Afghanistan, US Sign Long-Delayed Security Pact


Afghanistan and the United States on Tuesday signed a deal to allow some US troops to stay in the country next year, signaling that new President Ashraf Ghani intends to mend frayed ties with Washington.

Hamid Karzai, who stepped down as president on Monday, refused to sign the deal in a disagreement that symbolized the breakdown of Afghan-US relations.Afghan President Ashraf Ghani

Afghan National Security Adviser Hanif Atmar and US Ambassador James Cunningham inked the document at a ceremony in the presidential palace in Kabul as Ghani stood behind the pair looking on.
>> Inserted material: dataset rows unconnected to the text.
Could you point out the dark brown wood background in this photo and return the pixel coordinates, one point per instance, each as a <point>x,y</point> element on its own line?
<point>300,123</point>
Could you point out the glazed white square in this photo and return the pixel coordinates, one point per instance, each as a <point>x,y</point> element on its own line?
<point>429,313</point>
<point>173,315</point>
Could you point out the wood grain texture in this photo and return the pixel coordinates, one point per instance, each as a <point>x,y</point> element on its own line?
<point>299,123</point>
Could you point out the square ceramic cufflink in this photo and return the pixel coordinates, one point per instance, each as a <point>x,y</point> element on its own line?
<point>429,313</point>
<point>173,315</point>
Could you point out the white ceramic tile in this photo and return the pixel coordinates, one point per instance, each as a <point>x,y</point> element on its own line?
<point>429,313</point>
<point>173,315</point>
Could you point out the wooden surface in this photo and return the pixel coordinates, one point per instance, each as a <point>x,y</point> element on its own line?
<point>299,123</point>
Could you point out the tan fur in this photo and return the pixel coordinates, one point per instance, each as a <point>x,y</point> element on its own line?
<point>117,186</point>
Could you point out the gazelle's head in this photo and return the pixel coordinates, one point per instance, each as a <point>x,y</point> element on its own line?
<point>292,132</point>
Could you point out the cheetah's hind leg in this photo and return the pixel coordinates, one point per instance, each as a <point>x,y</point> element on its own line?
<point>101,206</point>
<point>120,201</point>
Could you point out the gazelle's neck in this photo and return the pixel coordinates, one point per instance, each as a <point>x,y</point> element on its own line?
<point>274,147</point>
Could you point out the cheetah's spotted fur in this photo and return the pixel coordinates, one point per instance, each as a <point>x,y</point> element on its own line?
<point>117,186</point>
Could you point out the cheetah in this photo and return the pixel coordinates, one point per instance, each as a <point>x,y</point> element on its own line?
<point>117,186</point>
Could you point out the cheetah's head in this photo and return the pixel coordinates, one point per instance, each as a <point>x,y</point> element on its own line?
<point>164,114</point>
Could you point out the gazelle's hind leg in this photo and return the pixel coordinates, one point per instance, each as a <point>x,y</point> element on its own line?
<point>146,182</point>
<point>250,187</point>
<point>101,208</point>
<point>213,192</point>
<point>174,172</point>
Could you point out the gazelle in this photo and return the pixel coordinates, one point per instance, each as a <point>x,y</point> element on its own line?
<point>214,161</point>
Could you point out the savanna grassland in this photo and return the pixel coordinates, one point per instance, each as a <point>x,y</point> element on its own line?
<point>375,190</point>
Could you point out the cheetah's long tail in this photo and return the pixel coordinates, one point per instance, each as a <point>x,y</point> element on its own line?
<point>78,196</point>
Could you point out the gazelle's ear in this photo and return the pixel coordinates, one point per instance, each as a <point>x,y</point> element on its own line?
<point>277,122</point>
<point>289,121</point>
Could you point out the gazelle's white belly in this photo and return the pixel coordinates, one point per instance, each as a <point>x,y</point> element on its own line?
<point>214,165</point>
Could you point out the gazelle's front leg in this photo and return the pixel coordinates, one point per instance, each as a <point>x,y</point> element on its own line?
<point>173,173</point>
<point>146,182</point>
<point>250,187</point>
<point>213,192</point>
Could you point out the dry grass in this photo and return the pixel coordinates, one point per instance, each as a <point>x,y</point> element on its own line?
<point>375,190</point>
“The signing sends the message that President Ghani fulfils his commitments. He promised it would be signed the day after inauguration,” Daoud Sultanzoy, a senior aide of Ghani’s, told AFP before the ceremony.

“It shows the president’s commitment to the Afghan security forces and confidence in our future relationship with the US. We are replacing uncertainty with certainty.”

US State Department spokeswoman Jen Psaki said the deal would “enable Afghanistan, the United States and the international community to maintain the partnership we’ve established to ensure Afghanistan maintains and extends the gains of the past decade.”

A parallel deal between Afghanistan and NATO was also due to be signed on Tuesday.

Troops from Germany, Italy and other NATO members will join a force of 9,800 US soldiers, bringing numbers up to about 12,500.

The new mission — named Resolute Support — will focus on training and supporting the Afghan army and police as they take on the Taliban insurgents.